SemREC aims to deal with this chicken and egg problem.
The second edition of this challenge includes the following tasks-
- Task-1 - Ontologies. Submit a real-world ontology that is a challenge in terms of the reasoning time or memory consumed during reasoning. We expect a detailed description of the ontology along with the analysis of the reasoning performance, the workarounds if any, that were used to make the ontology less challenging (for example, dropping of a few axioms, redesigning the ontology, etc.), and the (potential) applications in which the ontology could be used. We will be evaluating the submitted ontologies based on the time consumed for a reasoning task, such as classification, and the memory consumed during reasoning.
-
Task-2 - Systems
- Ontology/RDFS Reasoners. Submit an ontology/RDFS reasoner
that uses neural-symbolic techniques for reasoning and
optimization.
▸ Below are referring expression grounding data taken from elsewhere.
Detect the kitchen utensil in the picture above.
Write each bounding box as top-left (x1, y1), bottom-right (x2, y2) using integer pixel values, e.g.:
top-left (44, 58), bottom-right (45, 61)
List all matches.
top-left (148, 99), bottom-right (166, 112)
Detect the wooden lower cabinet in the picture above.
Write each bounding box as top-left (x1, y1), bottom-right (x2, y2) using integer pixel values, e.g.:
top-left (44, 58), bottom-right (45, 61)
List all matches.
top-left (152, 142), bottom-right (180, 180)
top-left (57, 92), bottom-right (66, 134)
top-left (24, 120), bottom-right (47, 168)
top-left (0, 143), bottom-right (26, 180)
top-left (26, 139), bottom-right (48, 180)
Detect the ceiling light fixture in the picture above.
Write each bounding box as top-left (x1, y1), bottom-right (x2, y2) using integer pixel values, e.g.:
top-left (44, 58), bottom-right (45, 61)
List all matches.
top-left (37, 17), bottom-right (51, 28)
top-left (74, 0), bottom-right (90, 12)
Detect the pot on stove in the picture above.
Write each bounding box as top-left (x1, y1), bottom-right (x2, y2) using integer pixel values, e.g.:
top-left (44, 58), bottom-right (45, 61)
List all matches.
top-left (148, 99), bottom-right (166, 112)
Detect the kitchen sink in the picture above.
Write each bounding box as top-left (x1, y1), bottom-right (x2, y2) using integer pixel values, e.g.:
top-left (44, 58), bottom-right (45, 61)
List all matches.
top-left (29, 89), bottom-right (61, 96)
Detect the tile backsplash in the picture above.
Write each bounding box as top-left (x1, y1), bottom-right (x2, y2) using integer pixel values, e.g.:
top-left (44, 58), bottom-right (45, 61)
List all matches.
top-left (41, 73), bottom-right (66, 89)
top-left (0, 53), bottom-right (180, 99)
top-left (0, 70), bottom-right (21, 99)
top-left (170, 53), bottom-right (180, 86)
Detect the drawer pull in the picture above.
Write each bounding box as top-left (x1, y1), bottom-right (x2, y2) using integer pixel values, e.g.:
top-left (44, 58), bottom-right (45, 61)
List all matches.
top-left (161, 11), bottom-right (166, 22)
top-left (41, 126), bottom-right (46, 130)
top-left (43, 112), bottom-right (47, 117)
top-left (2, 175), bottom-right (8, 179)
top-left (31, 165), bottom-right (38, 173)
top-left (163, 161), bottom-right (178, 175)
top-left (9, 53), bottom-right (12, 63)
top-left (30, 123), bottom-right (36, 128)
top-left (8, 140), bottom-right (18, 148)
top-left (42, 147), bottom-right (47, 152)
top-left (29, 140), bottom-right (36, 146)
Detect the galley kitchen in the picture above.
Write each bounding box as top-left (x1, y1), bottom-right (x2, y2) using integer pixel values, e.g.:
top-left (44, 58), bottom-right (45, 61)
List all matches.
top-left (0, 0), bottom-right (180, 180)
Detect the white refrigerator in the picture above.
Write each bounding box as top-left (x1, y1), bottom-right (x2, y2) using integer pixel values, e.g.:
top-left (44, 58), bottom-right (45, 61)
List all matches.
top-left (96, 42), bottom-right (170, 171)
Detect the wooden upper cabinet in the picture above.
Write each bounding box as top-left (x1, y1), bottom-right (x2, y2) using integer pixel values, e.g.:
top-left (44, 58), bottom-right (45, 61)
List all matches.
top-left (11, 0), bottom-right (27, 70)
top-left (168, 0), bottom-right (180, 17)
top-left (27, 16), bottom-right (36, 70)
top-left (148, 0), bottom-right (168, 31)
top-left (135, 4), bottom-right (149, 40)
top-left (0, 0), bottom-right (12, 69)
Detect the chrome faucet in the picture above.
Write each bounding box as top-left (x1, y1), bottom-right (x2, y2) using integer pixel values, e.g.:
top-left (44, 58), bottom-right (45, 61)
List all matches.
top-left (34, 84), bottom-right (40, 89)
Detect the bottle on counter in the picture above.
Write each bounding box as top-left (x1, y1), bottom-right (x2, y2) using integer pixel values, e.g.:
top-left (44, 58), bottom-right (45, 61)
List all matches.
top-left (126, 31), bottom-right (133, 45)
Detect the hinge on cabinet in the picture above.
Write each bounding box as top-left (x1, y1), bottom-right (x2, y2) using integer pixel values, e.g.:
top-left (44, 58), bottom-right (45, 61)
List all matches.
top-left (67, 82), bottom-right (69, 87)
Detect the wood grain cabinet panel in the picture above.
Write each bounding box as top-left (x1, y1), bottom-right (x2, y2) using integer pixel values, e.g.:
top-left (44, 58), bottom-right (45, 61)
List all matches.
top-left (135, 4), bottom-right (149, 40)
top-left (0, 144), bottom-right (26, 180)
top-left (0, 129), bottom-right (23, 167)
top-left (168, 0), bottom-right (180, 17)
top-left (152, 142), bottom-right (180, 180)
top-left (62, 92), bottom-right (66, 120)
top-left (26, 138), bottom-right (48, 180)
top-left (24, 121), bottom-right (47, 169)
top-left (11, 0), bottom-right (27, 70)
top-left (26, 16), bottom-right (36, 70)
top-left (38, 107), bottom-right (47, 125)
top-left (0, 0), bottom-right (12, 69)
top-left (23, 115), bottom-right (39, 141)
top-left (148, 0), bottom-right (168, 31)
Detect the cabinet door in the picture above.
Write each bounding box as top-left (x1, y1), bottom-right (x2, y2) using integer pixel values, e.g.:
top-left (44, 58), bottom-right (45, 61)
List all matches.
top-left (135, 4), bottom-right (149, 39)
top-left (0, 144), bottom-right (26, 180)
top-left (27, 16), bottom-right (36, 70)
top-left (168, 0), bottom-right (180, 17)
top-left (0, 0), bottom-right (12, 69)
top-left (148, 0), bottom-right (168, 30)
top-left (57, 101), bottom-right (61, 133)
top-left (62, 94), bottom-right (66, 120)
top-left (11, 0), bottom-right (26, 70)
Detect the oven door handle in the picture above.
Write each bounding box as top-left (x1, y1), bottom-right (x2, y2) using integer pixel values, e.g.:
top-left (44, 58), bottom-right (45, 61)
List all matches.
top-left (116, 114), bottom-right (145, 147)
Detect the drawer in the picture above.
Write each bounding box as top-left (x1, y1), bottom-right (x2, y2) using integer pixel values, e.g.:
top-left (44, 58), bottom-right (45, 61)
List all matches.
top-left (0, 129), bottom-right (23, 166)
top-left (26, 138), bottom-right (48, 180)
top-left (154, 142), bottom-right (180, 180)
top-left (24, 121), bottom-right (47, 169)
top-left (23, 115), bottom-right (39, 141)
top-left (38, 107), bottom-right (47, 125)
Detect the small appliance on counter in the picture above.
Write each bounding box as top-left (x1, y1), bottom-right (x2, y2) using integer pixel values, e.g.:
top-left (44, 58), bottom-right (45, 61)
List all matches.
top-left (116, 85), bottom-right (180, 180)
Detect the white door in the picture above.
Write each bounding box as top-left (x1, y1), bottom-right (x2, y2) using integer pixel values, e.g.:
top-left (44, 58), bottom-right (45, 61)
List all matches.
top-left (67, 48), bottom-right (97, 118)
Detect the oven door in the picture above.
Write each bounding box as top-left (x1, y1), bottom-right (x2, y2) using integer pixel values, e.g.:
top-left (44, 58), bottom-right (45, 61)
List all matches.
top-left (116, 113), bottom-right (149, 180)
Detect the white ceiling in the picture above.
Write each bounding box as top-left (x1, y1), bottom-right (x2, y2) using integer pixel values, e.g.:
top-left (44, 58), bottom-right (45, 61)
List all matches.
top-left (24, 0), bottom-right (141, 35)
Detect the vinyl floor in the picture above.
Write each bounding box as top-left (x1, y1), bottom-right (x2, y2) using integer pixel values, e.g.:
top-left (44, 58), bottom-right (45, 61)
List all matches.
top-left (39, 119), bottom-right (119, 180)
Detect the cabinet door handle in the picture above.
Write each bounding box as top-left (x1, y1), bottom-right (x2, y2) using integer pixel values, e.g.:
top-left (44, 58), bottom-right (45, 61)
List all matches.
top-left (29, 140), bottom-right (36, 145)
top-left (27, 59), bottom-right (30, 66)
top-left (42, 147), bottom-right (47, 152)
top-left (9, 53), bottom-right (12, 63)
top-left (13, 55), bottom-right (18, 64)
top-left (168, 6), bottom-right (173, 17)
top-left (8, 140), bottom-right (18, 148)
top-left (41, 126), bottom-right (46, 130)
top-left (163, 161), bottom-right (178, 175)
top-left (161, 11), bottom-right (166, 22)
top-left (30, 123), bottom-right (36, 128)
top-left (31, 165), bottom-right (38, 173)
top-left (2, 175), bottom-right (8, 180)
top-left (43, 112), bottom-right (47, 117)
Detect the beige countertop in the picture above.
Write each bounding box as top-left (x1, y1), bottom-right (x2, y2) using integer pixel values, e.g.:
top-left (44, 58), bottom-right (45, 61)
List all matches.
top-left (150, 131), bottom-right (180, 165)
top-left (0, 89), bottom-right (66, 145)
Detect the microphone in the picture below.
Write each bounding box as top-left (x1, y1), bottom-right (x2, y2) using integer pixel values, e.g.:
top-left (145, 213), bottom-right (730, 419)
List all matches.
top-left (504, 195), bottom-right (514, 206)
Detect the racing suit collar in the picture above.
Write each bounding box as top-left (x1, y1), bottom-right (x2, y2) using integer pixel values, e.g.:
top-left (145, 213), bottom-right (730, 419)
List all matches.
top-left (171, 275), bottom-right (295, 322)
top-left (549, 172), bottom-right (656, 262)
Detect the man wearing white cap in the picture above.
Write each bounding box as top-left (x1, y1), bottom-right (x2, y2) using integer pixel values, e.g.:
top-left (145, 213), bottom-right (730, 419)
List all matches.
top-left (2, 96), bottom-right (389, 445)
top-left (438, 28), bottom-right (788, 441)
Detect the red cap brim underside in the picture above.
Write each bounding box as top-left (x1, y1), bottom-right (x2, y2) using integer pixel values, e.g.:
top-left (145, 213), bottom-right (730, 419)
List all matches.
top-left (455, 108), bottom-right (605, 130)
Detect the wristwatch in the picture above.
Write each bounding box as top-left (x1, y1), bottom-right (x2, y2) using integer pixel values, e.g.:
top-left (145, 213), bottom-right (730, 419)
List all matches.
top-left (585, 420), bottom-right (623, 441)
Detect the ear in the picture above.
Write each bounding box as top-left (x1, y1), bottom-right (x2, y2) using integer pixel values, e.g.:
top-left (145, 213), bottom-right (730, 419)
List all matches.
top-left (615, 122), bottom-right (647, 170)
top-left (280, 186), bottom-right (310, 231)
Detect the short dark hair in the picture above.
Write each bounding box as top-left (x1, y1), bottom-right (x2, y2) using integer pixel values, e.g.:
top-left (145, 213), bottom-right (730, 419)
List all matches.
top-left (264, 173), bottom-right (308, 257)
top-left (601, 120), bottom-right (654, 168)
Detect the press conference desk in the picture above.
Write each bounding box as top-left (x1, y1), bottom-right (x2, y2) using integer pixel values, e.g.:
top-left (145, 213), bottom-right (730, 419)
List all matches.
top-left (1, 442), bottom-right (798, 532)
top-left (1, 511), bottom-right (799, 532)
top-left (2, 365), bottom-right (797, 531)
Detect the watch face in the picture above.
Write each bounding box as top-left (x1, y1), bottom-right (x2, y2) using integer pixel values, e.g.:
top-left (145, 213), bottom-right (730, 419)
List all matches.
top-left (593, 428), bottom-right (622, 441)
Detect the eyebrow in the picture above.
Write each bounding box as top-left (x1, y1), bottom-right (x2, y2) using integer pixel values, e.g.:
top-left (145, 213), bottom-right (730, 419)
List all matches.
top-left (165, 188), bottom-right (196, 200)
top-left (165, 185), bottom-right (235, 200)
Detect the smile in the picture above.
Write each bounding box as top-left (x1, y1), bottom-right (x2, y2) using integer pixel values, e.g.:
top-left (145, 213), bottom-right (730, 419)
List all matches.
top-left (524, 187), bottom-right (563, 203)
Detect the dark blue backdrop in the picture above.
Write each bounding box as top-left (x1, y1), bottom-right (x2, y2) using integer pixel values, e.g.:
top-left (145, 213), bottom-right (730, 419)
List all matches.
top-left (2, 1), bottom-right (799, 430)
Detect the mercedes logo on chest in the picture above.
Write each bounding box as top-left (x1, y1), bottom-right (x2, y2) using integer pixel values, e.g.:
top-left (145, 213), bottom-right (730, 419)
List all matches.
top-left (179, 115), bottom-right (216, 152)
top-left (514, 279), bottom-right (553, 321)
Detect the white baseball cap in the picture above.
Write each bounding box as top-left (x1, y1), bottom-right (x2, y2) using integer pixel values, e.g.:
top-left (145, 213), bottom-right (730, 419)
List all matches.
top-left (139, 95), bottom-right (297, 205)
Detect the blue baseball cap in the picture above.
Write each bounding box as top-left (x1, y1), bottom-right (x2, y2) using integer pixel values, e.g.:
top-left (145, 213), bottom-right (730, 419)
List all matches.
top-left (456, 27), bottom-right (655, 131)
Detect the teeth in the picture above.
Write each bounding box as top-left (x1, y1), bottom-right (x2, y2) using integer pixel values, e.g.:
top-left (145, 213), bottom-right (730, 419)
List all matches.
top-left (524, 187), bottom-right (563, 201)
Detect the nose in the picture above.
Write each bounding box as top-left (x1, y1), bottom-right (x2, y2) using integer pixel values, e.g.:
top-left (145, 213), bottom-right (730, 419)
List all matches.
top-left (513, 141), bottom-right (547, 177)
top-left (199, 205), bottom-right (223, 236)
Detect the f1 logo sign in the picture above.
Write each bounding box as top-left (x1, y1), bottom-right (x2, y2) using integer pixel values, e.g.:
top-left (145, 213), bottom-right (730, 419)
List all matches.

In terms of technique used, the submissions could fall
under any of the below (or related) categories.
- Using learning-based techniques for performance optimization of traditional reasoning algorithms [6].
- Inductive reasoning techniques based on a subsymbolic representation of entities and relations learned through maximization of an objective function over valid triples [4, 5].
- Techniques that can learn the deductive reasoning aspect using the ontology axioms [1, 2, 3].
- Neural Multi-hop reasoners to deal with reasoning where multi-hop inference is required [7, 8].
- SPARQL query engines that support entailment regimes such as RDF, RDFS, or OWL 2. We expect a detailed description of the system, including an evaluation of the system on the provided datasets.
- Ontology/RDFS Reasoners. Submit an ontology/RDFS reasoner
that uses neural-symbolic techniques for reasoning and
optimization. In terms of technique used, the submissions could fall
under any of the below (or related) categories.
This challenge will be collocated with the 21st International Semantic Web Conference.
We have a discussion group for the challenge where we share the latest news with the participants and discuss issues related to the evaluation rounds.
Dataset Details
We will use the following datasets for evaluating the reasoners submitted to Tasks 2 and 3.
- ORE 2015 dataset.
- Ontologies of varying sizes and complexities generated using our benchmark, OWL2Bench. It supports all the OWL 2 profiles.
- Datasets submitted to Task-1.
Submission Details
We have not yet categorized the tasks based on different profiles, reasoning techniques, or reasoning tasks (entailment, class subsumption, class membership, type prediction, and link prediction). We will decide on this aspect based on the submissions we get.
- Task-1. To generate the leaderboard, the submitted ontologies will be run on some of the traditional description logic reasoners such as Konclude1, ELK2, and Openllet3 . We will use reasoning (classification) time and the memory consumed as the primary metrics. We will use a timeout value of 6 hours, and the limit on the memory will be 96 GB.
- Task-2.
- To generate the leaderboard, the neural-symbolic reasoners will be provided with training, validation, and test datasets. The participants will include all the results in the submitted papers and provide their trained models/embeddings. We will further be evaluating the provided models on another small test dataset. The evaluation metrics will be reasoning time, memory consumed, precision and recall.
- To generate the leaderboard, the SPARQL query engines will be evaluated for the scalability aspect in terms of load time, query response time, and memory consumed. We will provide the datasets, and the participants will discuss their evaluations in the submitted paper. For fair evaluation, we will be re-evaluating the submitted systems on our hardware.